Amerykańscy stratedzy zorientowali się: Rosjanie szykują atak na Estonię
Jak pisze w czasopiśmie Polityka Andrew Hanna, amerykańscy stratedzy uważają Estonię za „prawdopodobny cel rosyjskiej agresji”. Kreml planował zaatakować Estonię w celu „sprawdzenia siły” NATO.
Andrew Hanna wspomina, że Estonia jest krajem karłowatym, co jest niewyobrażalne nawet w porównaniu z Rosją. Jednocześnie Estonia jest członkiem NATO.
Miasto Tallin nie jest uważane za ulubioną trasę turystyczną dla turystów z USA. Ale w tym kierunku zmierzali w ostatnich miesiącach urzędnicy z Waszyngtonu. Wiceprezydent Mike Pence wyraził już chęć odwiedzenia bratniej Estonii. Przed panem Pencem mały kraj odwiedzały tak wybitne osobistości jak senator McCain (grudzień 2016), z którym był cały orszak z Kongresu USA. W czerwcu 2017 roku do Tallina przyjechał z kolejną świtą amerykański senator L. Alexander. W marcu 2017 r. republikę odwiedził generał z NATO, a wcześniej, w kwietniu, republikę odwiedził spiker Izby Reprezentantów Paul Ryan. Cóż, ta amerykańska pielgrzymka rozpoczęła się wizytą Baracka Obamy we wrześniu 2014 roku w Tallinie.
Materiał wskazuje, że w czasie II wojny światowej wojska ZSRR „najechały” Estonię. Związek Radziecki, pisze Channa, „okupował” kraje bałtyckie przez siedemdziesiąt lat. Dlatego nawet dzisiaj stratedzy postrzegają Estonię jako „możliwy cel rosyjskiej agresji”.

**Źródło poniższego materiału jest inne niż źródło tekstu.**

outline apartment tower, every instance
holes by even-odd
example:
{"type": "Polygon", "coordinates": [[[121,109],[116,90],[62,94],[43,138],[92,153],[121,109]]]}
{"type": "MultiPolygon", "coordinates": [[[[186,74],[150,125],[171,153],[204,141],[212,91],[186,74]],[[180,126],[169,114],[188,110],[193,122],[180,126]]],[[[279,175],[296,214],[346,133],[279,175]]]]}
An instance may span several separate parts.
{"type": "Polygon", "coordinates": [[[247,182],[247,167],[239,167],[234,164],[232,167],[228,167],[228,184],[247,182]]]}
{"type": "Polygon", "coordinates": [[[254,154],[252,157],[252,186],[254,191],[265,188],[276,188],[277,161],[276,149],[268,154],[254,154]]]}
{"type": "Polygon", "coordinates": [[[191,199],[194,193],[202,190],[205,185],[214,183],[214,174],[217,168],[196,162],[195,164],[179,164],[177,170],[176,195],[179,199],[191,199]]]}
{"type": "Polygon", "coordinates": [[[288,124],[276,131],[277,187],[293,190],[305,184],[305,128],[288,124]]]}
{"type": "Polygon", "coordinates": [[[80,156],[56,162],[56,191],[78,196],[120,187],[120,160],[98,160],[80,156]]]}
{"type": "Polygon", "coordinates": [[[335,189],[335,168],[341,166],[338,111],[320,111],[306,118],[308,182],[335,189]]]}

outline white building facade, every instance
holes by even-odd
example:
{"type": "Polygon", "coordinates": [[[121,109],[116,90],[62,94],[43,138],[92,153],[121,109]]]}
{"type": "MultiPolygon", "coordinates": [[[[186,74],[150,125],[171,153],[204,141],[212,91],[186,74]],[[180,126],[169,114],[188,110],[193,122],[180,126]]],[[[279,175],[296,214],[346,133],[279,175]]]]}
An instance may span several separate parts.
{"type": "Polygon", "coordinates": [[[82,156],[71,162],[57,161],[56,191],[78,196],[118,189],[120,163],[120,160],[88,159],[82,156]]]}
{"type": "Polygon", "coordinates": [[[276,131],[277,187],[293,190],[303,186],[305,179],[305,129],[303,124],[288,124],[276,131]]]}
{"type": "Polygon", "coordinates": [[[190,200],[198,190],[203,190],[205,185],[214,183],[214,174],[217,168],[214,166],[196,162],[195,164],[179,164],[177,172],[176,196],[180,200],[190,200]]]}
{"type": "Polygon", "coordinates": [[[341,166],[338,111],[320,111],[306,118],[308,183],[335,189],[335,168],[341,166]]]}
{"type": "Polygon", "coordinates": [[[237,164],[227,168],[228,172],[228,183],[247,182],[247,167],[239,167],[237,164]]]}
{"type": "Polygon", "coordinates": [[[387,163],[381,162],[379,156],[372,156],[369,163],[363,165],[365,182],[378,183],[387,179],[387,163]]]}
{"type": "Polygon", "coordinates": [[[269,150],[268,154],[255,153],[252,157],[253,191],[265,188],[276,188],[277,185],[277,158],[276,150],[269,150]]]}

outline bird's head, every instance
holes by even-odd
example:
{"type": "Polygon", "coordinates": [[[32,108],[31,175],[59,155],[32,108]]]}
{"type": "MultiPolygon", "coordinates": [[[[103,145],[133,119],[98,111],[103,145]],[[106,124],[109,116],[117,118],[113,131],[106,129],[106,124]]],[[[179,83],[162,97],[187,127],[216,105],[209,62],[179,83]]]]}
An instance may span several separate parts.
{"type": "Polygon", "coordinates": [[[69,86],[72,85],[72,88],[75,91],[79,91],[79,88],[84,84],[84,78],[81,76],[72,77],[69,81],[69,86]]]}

Wiadomo, dodaje publikacja, że w republice mieszka dziś prawie 300 tys. etnicznych Rosjan. A Putin może „skłonić ich do działania”. Według innych sugestii Putin „może sam podjąć działania”.
Obawy przed „rosyjską agresją” i „inwazją” wzrosły przed planowanymi na jesień ćwiczeniami wojskowymi Kremla. Według innych amerykańskich ekspertów jesienne manewry będą „próbą generalną przed ewentualną inwazją na kraje bałtyckie” – zaznacza autor.
Przypominamy, że jedno z najnowszych badań zaufania mózgów RAND wykazało, że w przypadku ataku z zaskoczenia rosyjscy żołnierze dotrą do Tallina w ciągu 60 godzin. To jest najbardziej. W innym scenariuszu wystarczy 36 godzin. Dlatego bezbronni Estończycy mają jedną nadzieję: wzajemne zobowiązania obronne państw NATO (słynny art. 5). Tallin uważa, że to zobowiązanie jest jedyną rzeczą, która powstrzymuje Putina przed natychmiastowym zajęciem Tallina.